I used to be prisoner of my comfort zone 

I have a life like everyone else, doing the same things everyday. okay, life is like this nothing impressing. beside i had dreams that i want to be true. ugh, dreams will never come true. i’m 23 years old, just done my studies as a nurse and i’m a mom. and i will find a job to broke my everyday’s routine. i got some weight, that’s normal after pregnancy. And life is like this i can’t change anything. That was my awful comfort zone talking.

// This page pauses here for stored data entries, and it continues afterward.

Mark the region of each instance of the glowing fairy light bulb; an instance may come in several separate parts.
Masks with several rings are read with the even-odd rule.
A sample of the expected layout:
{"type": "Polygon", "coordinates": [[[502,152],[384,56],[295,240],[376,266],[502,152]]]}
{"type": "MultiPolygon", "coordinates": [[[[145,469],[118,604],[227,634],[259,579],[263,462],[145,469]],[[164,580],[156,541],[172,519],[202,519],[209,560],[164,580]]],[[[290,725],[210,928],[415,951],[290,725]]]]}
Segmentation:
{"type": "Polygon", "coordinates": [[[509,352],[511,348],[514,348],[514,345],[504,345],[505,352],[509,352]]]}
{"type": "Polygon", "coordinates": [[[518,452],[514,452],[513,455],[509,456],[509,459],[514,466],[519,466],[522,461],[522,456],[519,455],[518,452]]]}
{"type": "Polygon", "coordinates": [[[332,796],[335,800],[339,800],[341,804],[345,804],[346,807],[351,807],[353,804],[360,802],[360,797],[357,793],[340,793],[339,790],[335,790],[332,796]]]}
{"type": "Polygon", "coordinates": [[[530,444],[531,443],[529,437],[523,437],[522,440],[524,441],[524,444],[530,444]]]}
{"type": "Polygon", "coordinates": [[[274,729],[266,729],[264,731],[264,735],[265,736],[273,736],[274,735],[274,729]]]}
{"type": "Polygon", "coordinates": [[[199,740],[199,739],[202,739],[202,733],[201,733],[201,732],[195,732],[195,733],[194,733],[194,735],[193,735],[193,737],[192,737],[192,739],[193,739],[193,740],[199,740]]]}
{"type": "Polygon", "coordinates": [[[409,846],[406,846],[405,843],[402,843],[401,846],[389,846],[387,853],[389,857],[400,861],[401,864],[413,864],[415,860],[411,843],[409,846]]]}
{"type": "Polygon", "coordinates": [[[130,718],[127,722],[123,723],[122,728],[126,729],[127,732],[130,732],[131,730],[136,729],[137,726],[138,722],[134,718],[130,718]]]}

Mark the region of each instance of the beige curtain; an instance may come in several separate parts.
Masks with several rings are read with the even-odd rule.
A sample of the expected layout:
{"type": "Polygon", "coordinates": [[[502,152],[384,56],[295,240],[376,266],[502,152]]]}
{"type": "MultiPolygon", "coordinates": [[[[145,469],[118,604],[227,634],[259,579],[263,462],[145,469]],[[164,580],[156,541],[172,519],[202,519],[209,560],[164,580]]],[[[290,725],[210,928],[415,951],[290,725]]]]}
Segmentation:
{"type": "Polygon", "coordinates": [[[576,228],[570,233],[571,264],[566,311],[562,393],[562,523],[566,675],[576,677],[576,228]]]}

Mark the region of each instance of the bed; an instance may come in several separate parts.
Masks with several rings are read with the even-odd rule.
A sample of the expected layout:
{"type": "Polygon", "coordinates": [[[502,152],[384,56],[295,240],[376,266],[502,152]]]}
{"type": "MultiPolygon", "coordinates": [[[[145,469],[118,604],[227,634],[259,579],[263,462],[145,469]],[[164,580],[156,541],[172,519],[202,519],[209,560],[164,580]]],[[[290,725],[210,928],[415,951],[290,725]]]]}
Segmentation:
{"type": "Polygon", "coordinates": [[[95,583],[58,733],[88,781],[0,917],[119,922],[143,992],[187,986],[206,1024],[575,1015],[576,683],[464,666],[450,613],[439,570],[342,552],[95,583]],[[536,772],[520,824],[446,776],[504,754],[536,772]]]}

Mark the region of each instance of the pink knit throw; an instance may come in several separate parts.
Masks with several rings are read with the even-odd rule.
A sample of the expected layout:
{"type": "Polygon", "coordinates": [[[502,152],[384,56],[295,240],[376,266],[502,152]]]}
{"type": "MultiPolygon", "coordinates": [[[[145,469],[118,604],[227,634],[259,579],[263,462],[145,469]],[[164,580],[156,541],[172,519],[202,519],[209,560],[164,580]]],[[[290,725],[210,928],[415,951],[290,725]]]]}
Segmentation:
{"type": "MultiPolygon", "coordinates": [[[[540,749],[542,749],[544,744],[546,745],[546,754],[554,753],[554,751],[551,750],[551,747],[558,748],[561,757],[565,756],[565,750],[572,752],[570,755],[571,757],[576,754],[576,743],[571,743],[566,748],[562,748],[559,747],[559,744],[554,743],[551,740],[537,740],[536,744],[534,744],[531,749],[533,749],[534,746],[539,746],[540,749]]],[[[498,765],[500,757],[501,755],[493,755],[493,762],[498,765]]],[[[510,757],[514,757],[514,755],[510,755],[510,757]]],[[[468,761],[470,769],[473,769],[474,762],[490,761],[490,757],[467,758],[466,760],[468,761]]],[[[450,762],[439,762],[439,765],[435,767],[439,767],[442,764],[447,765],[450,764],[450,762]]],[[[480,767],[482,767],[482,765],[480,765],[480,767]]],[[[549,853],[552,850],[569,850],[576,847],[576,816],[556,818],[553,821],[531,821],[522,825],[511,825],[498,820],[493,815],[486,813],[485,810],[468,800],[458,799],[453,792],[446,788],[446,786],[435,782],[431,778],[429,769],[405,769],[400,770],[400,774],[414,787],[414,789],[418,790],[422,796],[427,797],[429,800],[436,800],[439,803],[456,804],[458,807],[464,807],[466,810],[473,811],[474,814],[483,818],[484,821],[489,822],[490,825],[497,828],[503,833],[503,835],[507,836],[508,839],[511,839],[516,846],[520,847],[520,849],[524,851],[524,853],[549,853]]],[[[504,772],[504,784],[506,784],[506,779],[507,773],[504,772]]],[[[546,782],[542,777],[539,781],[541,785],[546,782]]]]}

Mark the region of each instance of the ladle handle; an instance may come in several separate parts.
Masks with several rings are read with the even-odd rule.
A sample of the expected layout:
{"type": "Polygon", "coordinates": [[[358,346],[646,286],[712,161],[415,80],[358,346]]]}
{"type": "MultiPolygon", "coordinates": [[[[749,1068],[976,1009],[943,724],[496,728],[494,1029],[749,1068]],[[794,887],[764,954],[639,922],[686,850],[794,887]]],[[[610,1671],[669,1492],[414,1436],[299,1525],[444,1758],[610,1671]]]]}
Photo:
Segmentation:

What is the comfort zone by the way? 《 a situation in which you feel comfortable and in which your ability and determination are not being tested

i tried to lose weight many times, and i failed because i was doing it wrong. This time the luck stand by my side, i found a the right way to lose it and getting very motivate about it I can do it and that made sense to me. I was thinking if did this i could do more. But i didnt know what could i do i’m still the person who stoped dreaming, and there is no mountain to climb for me. I was thinking that i did everything in my life. Trust me i was feeling like the early man who just discovred fire for the first time. I asked myself many questions is this what i really want to be? What i really love to do? And how to find interesting things to do? The answers at the beginig were copining somebody else, but i dont want to be fake. It’s about being me. I started to do things that i love to do like listning to the music that i love, and changing small things like being more organized & trying to wake up early. And learn new things, guess what? I’m out of my c.z. I know what i want, and i’m sure that i’m walking the right line to get it.
And this blog, is a part of what i really want. I will post an article every saturday to keep my motivation, and motivat others and i promise to be honest with you guys.
Finally, i would like to say find your comfort zone and run away from it.